Ouverture de la chapelle tous les mercredis après-midi de 15h à 18h
et ouverture possible à d'autres dates sur demande
(02.98.89.48.38)


Rails de plan incliné disponibles

GPS : 48°22'41.2 N  4°43'56.9 W





Accès: A partir du Conquet, prendre la D67 en direction de St-Renan et 1 km après le carrefour, tourner à gauche vers Trébabu. Traverser ce joli petit bourg et continuer sur la même route puis tourner à gauche. On arrive à la chapelle. Stationner en bas de la côte.



  Le portail est surmonté d'une accolade en pierre de kersanton qui fait penser à une construction du bâtiment remontant au XVIe siècle. Cette jolie petite chapelle, nichée sur la pente du vallon de Kerléo à la végétation luxuriante, mérite d'être mieux connue. De plan strictement rectangulaire, elle ne bénéficie que de l'ajout, au fond à gauche, d'un petit bâtiment recevant la sacristie. Son clocher-mur d'allure provençale attire le regard. Il comporte deux arcades destinées à recevoir les cloches mais une seule est occupée. Quelques marches disposées sur le rampant du mur permettent d'y accéder. Debout dans une niche surplombant l'entrée, Notre Dame de Bon Secours surveille les visiteurs.

  Sur le côté gauche du bâtiment, on remarque qu'un bassin fait l'objet d'un aménagement et des marches permettent de descendre y puiser de l'eau.





  Regardez bien, le bassin ne comporte aucune arrivée d'eau visible. Or il est cependant constamment plein. Il est donc alimenté par une source coulant sous la chapelle.
On dit d'ailleurs que cette eau miraculeuse guérirait les enfants souffrant de bégaiement ou d'autres problèmes d'élocution. Le mur de la chapelle au-dessus du bassin est orné d'une énigmatique statuette en pierre, représentant un moine ou un pélerin appuyé sur un bâton. La tête de la statuette a disparu assez récemment.



Il n'est pas impossible que cette source ainsi que ses vertus présumées remontent à l'époque gauloise et qu'elle ait été ensuite christianisée par la construction d'un monument religieux. En effet, la commune de Trébabu doit son nom à Saint Pabu, appellation familière ( pabu = pape ) pour Saint Tugdual qui, venant du Pays de Galles, aurait débarqué au Ve siècle sur la plage de Porzh Pabu, dans la presqu'île de Kermorvan. Accompagné de 72 disciples, il aurait fondé un ermitage à Trébabu et bien qu'aucune trace n'en subsiste, il est bien possible que l'emplacement de celui-ci ait été choisi à proximité de cette source.

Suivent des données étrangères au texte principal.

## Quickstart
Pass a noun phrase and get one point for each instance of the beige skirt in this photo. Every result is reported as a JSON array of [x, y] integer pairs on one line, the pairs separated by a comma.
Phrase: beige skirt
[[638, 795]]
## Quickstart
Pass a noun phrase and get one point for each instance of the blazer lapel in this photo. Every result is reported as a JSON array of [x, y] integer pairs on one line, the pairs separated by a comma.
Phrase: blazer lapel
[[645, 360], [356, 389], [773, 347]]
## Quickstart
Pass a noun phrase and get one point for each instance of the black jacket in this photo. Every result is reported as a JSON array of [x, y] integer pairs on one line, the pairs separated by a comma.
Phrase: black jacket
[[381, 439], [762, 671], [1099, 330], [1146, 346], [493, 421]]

La statuette représenterait-elle le saint ?

Un peu plus loin, sur le même mur nord, on aperçoit un très vieux pennon en pierre de kersanton scellé au-dessus de la porte latérale.





Très érodé et recouvert de lichen, ayant depuis longtemps perdu toutes ses couleurs, il représente le timbre des seigneurs de Kermorvan et mérite d'être examiné de plus près.
  On y distingue une croix ancrée soutenue par deux lions. Elle est surmontée d'un casque proéminent au-dessus duquel trône une tête d'aigle tournée vers sa droite.
De chaque côté du casque pendent des lambrequins, ces morceaux de tissu qui protégeaient le cou des chevaliers en armure.
L'intérêt de cette sculpture réside précisément dans ces lambrequins. Chacun d'eux est en effet orné d'un blason afin de représenter une alliance généalogique avec une autre seigneurie :

  - Le plus ancien mariage, représenté à gauche repère 3 ci-dessous, est celui d'Yvon de Kermorvan avec Azénore de Kergroadez à la fin du XIVe siècle.
  - A droite, repère 2, est représentée l'alliance de leur fils Robert de Kermorvan avec Marguerite An Ormant du Rouazle entre 1410 et 1415.
  - En haut à gauche, repère 1, les hermines très grossies représentent le mariage vers 1430-1435 de leur fils Yvon de Kermorvan, encore un Yvon, avec une dame Du Chastel de Lezerivy dont nous ignorons le prénom.
  - Enfin à droite, repère 4, un troisième Yvon de Kermorvan, fils des époux précédents et commanditaire de cette œuvre, s'est marié vers 1450-1455 avec N. Guiomar de La Petite Palue.
  - La croix ancrée du repère 5, qui se retrouve dans toute la chapelle, rappelle l'appartenance de l'édifice à la seigneurie de Kermorvan.




© Michel Mauguin : La chapelle ND du Val à Trébabu

Cette pierre en kersanton, aujourd'hui grisâtre et à peine lisible, était à la fois splendide et imposante lorsqu'elle était peinte de vives couleurs.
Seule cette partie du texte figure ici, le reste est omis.